The points A, B, C, D belong to the same plane if and only if the vectors $$\mathbf{AB},$$ $$\mathbf{AC}$$ and $$\mathbf{AD}$$ are coplanar. So let's find the given vectors and check their coplanarity.

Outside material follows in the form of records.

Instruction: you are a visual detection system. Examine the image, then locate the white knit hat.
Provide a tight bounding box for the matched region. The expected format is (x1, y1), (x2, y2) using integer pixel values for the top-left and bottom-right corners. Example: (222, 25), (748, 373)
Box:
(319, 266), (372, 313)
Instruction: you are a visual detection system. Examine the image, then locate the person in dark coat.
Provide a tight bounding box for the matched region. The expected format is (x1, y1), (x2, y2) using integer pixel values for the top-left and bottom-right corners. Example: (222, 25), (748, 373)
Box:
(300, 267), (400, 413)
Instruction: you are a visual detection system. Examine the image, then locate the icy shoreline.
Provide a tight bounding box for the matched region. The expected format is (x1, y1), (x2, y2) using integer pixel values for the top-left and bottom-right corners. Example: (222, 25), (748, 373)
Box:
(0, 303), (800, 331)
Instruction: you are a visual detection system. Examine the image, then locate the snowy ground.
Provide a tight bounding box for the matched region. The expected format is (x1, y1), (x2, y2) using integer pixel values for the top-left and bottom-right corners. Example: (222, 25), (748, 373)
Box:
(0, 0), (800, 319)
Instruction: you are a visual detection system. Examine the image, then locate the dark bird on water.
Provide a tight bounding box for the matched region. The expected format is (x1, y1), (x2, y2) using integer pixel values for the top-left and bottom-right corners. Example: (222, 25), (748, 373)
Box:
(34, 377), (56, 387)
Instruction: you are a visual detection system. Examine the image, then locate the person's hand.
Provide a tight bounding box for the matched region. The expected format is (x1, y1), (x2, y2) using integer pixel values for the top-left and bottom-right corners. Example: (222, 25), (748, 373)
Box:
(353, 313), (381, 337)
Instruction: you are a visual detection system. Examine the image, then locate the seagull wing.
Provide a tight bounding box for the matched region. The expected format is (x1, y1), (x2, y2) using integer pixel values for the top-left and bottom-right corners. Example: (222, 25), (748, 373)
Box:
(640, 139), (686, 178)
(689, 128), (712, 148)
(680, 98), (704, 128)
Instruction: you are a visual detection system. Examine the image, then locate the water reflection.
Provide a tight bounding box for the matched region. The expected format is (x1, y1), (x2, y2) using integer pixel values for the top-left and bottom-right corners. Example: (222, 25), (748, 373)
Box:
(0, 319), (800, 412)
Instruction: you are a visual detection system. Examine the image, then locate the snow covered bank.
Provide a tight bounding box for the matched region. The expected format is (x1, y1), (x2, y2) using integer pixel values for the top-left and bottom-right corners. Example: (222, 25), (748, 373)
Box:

$\mathbf{AB} = \left({-3,-2,-5}\right),\;\mathbf{AC} = \left({2,1,7}\right),\;\mathbf{AD} = \left({-1,-1,2}\right).$

If the vectors are coplanar, then we have

$\mathbf{AB} = \lambda\mathbf{AC} + \mu\mathbf{AD}.$

This yields:

$\left({-3,-2,-5}\right) = \lambda\left({2,1,7}\right) + \mu\left({-1,-1,2}\right), \Rightarrow \left\{ \begin{array}{l} -3 = 2\lambda - \mu\\ -2 = \lambda - \mu\\ -5 = 7\lambda + 2\mu \end{array} \right..$

From the first two equations we get

$\left\{ \begin{array}{l} -3 = 2\lambda - \mu\\ -2 = \lambda - \mu \end{array} \right., \Rightarrow \left\{ \begin{array}{l} \mu = 2\lambda + 3\\ -2 = \lambda - \left({2\lambda + 3}\right) \end{array} \right., \Rightarrow \left\{ \begin{array}{l} \mu = 2\lambda + 3\\ -2 = \lambda - 2\lambda - 3 \end{array} \right., \Rightarrow \left\{ \begin{array}{l} \mu = 2\lambda + 3\\ \lambda = - 1 \end{array} \right., \Rightarrow \left\{ \begin{array}{l} \mu = 1\\ \lambda = - 1 \end{array} \right..$

Plugging this in the third equation, we obtain:

$7\lambda + 2\mu = 7\cdot\left({-1}\right) + 2\cdot1 = -5,$

which is the correct answer. Therefore, these four points lie in the same plane.